BGH am 18.01.2017; AZ: XII ZB 118/16
Klärung: Das Urteil gibt Klarstellung über das Verhältnis von Wohnwert und Tilgungsleistungen. Neben den Zinsen sind die Tilgungsleistungen bis zur Höhe des Wohnvorteils vom Einkommen des Elternunterhaltspflichtigen abzuziehen, ohne dass dies seine Befugnis zur Bildung eines zusätzlichen Altersvorsorgevermögens schmälert. Der denWohnvorteil dann noch übersteigende Tilgungsanteil ist als Vermögensbildung zu Lasten des Unterhaltsberechtigten im Rahmen der sekundären Altersvorsorge auf die Altersvorsorgequote von 5% des Bruttoeinkommens des Elternunterhaltspflichtigen anzurechnen.
Zu diesem Urteil gibt es einen erweiterten Artikel, mit Musterberechnung und Erläuterungen:
BGH am 05.02.2014; AZ: XII ZB 25/13
Klärung: Die Leistungsfähigkeit zur Zahlung von Elternunterhalt ist auch dann auf der Grundlage eines individuellen Familienbedarfs zu ermitteln, wenn der Unterhaltspflichtige über geringere Einkünfte als sein Ehegatte verfügt.

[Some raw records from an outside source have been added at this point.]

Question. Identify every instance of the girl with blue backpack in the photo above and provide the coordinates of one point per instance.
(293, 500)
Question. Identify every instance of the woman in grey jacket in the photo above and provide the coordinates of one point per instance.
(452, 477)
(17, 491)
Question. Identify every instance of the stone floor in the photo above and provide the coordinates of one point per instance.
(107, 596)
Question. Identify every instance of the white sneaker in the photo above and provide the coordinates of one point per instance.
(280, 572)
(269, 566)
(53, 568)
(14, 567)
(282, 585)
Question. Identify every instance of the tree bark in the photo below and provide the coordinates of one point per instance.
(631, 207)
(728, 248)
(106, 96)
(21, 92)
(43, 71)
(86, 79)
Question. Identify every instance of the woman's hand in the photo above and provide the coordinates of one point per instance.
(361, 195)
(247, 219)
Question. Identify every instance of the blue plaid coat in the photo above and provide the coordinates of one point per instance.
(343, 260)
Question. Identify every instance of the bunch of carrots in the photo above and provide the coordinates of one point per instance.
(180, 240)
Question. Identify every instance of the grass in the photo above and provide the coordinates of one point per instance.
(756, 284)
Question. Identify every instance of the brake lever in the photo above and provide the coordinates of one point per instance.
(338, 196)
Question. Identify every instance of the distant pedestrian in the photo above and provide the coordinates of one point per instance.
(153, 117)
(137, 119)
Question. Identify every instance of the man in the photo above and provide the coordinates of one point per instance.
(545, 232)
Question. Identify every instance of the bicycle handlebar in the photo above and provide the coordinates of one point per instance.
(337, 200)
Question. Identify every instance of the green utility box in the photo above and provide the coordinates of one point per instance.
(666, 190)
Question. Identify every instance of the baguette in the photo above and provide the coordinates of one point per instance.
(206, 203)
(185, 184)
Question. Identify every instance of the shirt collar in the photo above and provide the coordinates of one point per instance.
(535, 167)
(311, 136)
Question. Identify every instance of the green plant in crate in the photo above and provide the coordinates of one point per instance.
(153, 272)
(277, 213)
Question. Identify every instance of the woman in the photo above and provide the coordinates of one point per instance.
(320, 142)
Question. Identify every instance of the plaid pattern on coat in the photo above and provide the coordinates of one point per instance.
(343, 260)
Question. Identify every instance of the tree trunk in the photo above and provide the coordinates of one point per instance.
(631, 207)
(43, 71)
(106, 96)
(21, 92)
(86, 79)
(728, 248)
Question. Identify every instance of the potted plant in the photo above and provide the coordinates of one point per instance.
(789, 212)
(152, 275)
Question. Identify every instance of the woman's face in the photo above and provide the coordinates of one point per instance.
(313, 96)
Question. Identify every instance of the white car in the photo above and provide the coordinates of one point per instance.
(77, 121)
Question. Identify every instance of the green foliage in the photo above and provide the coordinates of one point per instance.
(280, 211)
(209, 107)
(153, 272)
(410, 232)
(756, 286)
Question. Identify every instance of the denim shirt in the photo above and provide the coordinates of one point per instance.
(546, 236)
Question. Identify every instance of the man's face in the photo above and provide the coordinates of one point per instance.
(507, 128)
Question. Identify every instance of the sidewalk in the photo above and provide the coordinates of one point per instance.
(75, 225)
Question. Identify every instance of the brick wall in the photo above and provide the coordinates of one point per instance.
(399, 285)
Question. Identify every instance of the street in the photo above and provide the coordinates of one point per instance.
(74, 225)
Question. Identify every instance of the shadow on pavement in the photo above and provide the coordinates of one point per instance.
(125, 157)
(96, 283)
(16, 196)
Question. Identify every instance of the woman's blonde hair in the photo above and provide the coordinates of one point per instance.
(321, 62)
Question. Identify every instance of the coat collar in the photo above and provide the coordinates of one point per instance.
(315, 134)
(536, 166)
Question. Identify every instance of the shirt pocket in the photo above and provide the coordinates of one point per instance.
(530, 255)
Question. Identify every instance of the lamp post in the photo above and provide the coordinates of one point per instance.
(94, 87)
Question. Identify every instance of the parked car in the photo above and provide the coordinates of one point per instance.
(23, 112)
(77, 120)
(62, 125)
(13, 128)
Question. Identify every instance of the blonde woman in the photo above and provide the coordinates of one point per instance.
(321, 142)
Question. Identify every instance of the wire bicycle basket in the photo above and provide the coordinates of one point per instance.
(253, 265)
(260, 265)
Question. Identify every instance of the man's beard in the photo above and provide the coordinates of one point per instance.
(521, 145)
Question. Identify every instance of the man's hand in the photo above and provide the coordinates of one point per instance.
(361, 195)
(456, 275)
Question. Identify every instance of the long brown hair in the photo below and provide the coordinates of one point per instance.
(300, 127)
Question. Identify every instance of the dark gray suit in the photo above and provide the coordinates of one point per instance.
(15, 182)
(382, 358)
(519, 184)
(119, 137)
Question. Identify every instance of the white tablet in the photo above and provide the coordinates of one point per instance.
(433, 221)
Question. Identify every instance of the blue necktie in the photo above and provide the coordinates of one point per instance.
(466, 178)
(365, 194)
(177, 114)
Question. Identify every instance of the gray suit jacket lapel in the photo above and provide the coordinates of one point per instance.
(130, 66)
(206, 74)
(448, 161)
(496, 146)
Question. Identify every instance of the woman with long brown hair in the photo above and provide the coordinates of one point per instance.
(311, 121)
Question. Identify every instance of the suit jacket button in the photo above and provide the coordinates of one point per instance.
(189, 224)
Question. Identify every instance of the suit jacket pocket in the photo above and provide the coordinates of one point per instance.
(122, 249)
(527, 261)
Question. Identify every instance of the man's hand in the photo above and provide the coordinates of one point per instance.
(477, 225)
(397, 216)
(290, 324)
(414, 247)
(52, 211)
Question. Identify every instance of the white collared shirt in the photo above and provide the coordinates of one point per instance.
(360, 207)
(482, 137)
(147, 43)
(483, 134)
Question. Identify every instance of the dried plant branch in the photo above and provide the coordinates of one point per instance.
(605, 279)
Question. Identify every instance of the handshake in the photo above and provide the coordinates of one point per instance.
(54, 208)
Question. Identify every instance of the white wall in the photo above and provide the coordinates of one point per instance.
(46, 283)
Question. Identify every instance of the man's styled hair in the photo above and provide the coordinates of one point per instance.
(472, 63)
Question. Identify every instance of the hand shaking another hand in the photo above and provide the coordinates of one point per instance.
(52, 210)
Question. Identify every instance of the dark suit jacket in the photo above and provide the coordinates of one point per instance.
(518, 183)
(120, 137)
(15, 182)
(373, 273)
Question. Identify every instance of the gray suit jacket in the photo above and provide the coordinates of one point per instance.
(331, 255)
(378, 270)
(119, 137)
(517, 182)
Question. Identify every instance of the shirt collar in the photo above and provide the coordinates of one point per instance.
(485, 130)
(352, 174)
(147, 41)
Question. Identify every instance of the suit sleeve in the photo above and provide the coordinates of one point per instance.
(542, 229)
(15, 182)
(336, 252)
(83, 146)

Der Wohnvorteil eines Unterhaltspflichtigen ist auch bei der Inanspruchnahme auf Elternunterhalt dem Einkommen hinzuzurechnen und nicht lediglich im Rahmen der vom Selbstbehalt umfassten Wohnkosten zu berücksichtigen.
BGH am 07.08.2013; AZ: XII ZB 269/12
Urteil: Immobilie bleibt unberücksichtigt, bei Angemessenheit.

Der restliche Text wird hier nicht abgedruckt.